How is it the most convenient option to do some testing before coming to a conclusion that there is a problem, let alone declare the problem serious? If you hang out more on the forum, you’ll see a lot of posts that start out with someone assuming that the servers are wrong when it is something they’ve done or not done.
But I did enjoy the concept that I wasn’t aware of the issue because TTI hadn’t told me about it, when they weren’t aware of it either.
I think that’s the crux of the matter, there was a subtle config issue that manifested itself on Thursday but wasn’t uncovered until later.
PS, Please be aware that we like the discussions to remain ad hominem free.
Sorry Nick I take it back. I promise no ad hominems in the future:) I didnt realsie you were a volunter, I though you said you were a paid troubleshooter or something. Bad move on my part. ( i had to google ad hominems btw)
Expanding on this for clarification - I can touch type so I can bang out suggestions on debugging strategies and pointers to solutions. Sometimes I lose track of the details (like “Do you have or can create v2 devices”), forgetting at that point that v2 is now read-only. I try to facilitate rather than be prescriptive as material discovered is learnt, material handed out is just acted on, so I rattle off some ideas as avenues of investigation.

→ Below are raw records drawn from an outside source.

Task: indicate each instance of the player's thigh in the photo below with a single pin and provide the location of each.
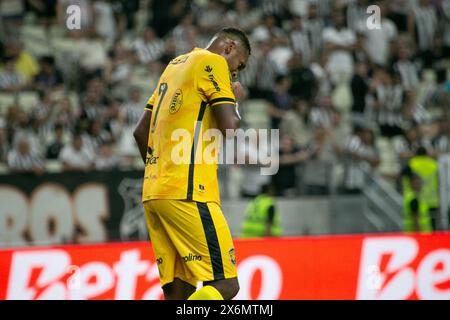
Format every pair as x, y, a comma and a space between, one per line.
165, 252
224, 239
202, 238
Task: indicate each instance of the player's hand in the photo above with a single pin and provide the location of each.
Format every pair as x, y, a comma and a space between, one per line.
238, 90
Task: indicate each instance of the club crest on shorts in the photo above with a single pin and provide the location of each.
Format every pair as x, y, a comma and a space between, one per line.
232, 255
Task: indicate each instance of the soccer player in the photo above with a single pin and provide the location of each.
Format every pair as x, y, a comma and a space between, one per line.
189, 234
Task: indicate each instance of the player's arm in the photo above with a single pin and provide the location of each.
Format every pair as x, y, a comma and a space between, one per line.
141, 130
214, 82
226, 117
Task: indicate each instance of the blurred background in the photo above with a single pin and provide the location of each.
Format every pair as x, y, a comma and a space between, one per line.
361, 111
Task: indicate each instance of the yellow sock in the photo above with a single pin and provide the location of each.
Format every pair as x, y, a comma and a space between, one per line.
206, 293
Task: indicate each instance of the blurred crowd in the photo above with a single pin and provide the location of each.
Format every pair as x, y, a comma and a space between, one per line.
338, 87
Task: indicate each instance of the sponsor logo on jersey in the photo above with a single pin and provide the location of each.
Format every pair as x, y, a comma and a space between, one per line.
176, 102
151, 159
191, 257
214, 82
232, 255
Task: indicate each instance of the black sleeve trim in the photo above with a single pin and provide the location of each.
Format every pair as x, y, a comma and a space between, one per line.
214, 101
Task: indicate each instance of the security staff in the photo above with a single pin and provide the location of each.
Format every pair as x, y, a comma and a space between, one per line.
262, 218
427, 169
416, 213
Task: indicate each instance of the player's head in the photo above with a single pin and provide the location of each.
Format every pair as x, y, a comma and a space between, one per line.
233, 45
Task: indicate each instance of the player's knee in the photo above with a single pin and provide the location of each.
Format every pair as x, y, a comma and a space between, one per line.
229, 288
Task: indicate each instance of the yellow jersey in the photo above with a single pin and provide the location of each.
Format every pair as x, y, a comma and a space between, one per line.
190, 86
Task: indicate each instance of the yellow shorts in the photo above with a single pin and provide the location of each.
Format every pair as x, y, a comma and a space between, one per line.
191, 241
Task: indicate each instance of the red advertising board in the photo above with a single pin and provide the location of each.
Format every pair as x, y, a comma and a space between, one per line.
393, 266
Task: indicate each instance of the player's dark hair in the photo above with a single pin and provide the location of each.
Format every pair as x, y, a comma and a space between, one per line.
237, 33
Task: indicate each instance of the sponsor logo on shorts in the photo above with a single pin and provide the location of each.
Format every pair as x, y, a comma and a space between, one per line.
214, 82
191, 257
232, 255
151, 159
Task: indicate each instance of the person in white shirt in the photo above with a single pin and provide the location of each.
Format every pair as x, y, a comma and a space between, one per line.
378, 41
339, 42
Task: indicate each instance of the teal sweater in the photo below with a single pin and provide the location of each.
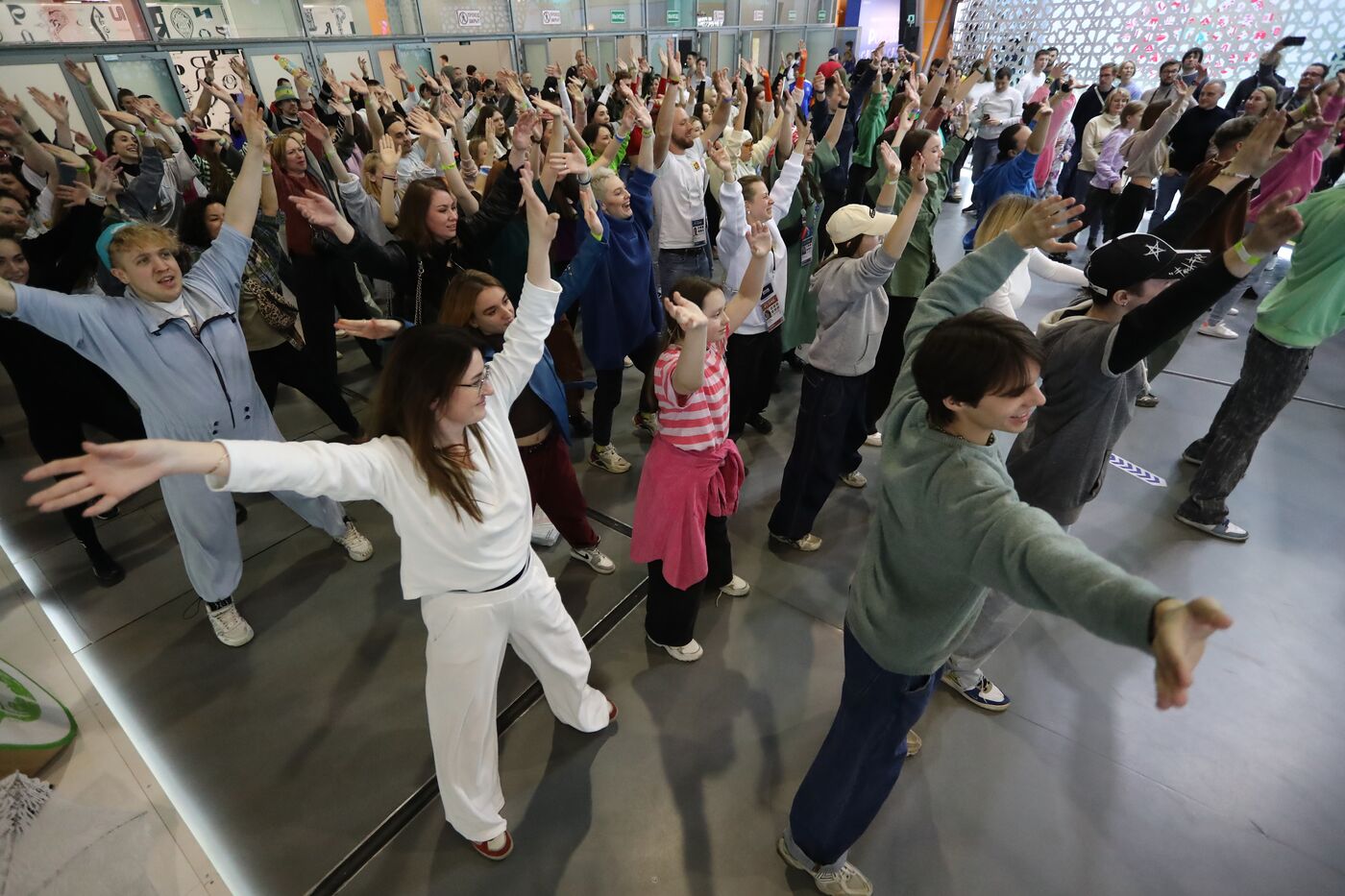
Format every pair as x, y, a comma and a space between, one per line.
950, 525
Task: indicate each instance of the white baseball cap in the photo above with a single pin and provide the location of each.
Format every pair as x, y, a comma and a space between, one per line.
858, 220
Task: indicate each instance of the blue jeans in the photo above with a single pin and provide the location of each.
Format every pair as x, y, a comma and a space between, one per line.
1167, 188
860, 761
676, 264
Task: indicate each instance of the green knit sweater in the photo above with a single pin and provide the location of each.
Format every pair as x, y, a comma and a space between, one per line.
950, 525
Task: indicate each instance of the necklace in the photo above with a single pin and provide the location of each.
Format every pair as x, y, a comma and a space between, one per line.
938, 428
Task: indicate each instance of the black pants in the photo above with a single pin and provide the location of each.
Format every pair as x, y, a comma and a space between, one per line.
670, 613
1130, 208
286, 365
327, 288
753, 361
608, 393
892, 351
1099, 215
826, 446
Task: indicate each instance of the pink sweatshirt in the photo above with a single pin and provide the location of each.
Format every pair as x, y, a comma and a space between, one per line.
1302, 167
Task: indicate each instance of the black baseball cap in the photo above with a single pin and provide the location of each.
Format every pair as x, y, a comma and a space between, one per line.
1136, 257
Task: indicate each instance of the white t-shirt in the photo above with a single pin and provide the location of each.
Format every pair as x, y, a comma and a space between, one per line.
679, 198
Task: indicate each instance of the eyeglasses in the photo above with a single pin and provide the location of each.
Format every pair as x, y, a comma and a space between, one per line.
479, 383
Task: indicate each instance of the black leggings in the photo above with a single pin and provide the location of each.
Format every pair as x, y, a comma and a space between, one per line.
892, 351
608, 395
286, 365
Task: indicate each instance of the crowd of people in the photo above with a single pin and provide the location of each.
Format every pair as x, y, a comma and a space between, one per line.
480, 235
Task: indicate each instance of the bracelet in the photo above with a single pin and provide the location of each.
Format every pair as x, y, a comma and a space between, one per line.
1246, 257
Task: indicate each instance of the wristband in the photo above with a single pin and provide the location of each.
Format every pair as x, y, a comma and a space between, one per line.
1246, 257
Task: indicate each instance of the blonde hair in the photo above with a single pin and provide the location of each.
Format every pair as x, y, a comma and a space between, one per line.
141, 235
1008, 211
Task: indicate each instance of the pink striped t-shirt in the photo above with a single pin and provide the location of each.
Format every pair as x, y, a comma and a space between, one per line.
701, 420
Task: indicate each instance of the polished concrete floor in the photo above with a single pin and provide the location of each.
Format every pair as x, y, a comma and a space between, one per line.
285, 755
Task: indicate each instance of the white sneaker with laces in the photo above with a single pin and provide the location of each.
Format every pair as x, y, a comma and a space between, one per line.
854, 479
231, 627
846, 880
544, 530
737, 587
594, 557
356, 546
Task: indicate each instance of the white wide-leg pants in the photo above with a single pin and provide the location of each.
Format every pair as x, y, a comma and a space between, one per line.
463, 657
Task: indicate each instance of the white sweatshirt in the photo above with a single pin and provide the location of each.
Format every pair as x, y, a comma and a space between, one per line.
440, 550
735, 252
1011, 296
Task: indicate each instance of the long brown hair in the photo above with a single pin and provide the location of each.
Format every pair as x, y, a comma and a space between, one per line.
427, 365
410, 215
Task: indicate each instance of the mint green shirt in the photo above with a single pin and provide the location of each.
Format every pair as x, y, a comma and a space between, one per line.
1308, 307
950, 523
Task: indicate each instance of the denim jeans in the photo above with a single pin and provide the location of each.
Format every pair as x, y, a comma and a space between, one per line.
676, 264
1167, 188
860, 759
1271, 375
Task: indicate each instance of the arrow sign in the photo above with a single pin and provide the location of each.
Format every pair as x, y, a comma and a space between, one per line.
1138, 472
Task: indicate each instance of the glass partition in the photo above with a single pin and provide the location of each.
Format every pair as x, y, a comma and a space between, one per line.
70, 22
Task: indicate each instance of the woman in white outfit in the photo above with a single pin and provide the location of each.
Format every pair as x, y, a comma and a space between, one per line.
1002, 215
453, 482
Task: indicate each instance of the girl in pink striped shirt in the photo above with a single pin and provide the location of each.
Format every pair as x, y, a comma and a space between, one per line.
692, 475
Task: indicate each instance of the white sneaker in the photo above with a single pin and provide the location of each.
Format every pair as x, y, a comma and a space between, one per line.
737, 587
594, 557
231, 627
544, 530
605, 458
356, 546
1217, 331
854, 479
844, 882
688, 653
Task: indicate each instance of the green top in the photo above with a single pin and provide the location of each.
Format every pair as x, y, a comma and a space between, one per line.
1308, 307
950, 523
917, 262
800, 304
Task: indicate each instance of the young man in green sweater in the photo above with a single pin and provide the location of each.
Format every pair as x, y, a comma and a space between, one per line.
950, 526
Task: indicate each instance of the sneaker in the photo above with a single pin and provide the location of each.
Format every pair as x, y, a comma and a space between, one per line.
979, 691
646, 423
1227, 529
737, 587
846, 880
497, 848
356, 546
854, 479
806, 544
688, 653
544, 530
760, 424
605, 458
231, 627
594, 557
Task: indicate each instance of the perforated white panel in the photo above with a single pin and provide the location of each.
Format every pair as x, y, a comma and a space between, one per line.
1233, 33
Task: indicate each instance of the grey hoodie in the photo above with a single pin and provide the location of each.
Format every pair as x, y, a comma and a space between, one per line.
1059, 462
851, 312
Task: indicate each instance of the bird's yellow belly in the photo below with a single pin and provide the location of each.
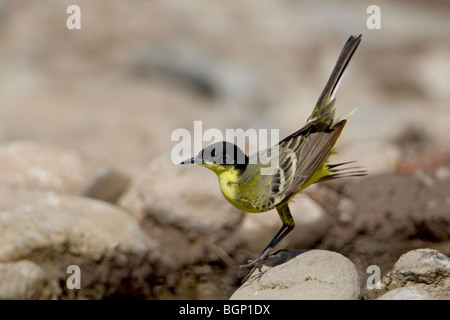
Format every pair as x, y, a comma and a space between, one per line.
230, 190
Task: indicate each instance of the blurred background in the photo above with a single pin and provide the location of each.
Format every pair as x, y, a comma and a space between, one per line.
116, 89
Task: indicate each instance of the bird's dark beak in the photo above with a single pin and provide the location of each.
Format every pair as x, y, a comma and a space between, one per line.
195, 159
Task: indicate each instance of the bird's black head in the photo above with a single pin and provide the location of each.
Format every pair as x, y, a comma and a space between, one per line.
220, 155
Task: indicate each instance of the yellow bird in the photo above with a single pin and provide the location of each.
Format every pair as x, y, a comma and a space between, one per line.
301, 160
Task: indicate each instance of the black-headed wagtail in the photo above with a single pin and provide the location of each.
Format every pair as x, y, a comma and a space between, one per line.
302, 160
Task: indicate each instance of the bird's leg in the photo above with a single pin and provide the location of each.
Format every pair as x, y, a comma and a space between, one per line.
288, 225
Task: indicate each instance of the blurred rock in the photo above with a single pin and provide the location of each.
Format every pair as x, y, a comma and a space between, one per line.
387, 215
56, 231
46, 166
191, 64
424, 269
406, 293
184, 212
22, 280
108, 185
311, 223
312, 275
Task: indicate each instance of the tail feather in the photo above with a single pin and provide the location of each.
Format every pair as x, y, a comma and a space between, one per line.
336, 172
324, 109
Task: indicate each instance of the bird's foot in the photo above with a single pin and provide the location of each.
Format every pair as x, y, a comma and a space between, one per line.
258, 262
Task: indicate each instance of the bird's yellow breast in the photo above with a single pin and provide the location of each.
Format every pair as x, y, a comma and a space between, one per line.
229, 179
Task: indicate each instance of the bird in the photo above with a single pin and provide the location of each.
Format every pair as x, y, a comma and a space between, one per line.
302, 159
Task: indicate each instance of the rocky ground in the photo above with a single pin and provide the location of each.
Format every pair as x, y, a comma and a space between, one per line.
87, 179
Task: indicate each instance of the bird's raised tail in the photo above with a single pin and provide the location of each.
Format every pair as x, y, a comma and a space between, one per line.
323, 112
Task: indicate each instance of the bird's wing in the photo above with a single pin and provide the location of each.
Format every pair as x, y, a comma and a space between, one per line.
296, 158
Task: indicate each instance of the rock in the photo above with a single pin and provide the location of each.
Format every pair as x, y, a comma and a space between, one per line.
425, 269
406, 293
388, 215
108, 185
316, 274
46, 166
311, 224
21, 280
183, 211
56, 231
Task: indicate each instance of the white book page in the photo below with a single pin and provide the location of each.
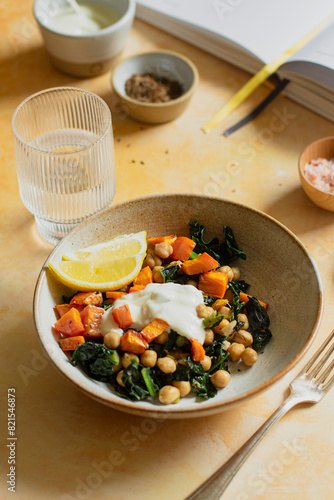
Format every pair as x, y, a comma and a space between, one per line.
320, 50
267, 28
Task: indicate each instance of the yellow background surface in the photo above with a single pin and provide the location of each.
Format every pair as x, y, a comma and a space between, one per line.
69, 446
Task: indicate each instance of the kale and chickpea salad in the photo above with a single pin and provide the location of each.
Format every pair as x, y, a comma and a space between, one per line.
155, 359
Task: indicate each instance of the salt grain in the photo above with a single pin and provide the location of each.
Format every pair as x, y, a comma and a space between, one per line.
320, 173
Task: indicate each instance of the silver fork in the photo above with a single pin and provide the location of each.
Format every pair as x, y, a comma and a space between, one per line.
310, 385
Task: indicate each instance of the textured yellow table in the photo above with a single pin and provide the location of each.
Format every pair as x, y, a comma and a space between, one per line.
67, 445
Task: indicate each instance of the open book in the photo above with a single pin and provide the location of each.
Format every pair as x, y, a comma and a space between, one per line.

My “day” job is varied but is essentially IoT / Security Electronics & supporting systems. Some of it is relatively safety critical so the docs for testing can be quite detailed. Hence the contrasting comment about being paid to supply the detail.
It’s all good, but time for sleep.
My two cents - have been developing software since 1977 and it took a while but I now always believe the fault is in my software before I look elsewhere… school of hard knocks!
When the service is seriously degraded in performance or availability. Could be message throughput or the availability of certain features. So it’s mostly that if the issue doesn’t fall in this category, we don’t update status page. But there’s a big gray area here.
The reason why we didn’t update status page this time, is that this was an issue only with downlink and only within one V2 region (Australia) which is not operated by TTI. The configuration issue was on us though, just for the record, but we never had an Australia component on the TTN status page because TTI doesn’t operate it. Now, this was one of the operational transparency issues that we had with V2, which is why V3 is being operated by TTI and things would be different there.
We received some reports and we could see that some metrics were not entirely healthy (that is, less downlink in one region but still flowing). We could then trace that back to Thursday when we did some configuration changes globally. So we started digging and found the issue quite fast. As usual, a combination of several factors. Had we known before the weekend that there was something not right that needed investigation, especially with infrastructure TTI manages, we may have updated status page though.
In the 1980’s I wrote hundreds of thousands of lines of Macro 32 assembler code that were 100% perfect until they were issued to the users. Since then I’ve decided to only code for myself.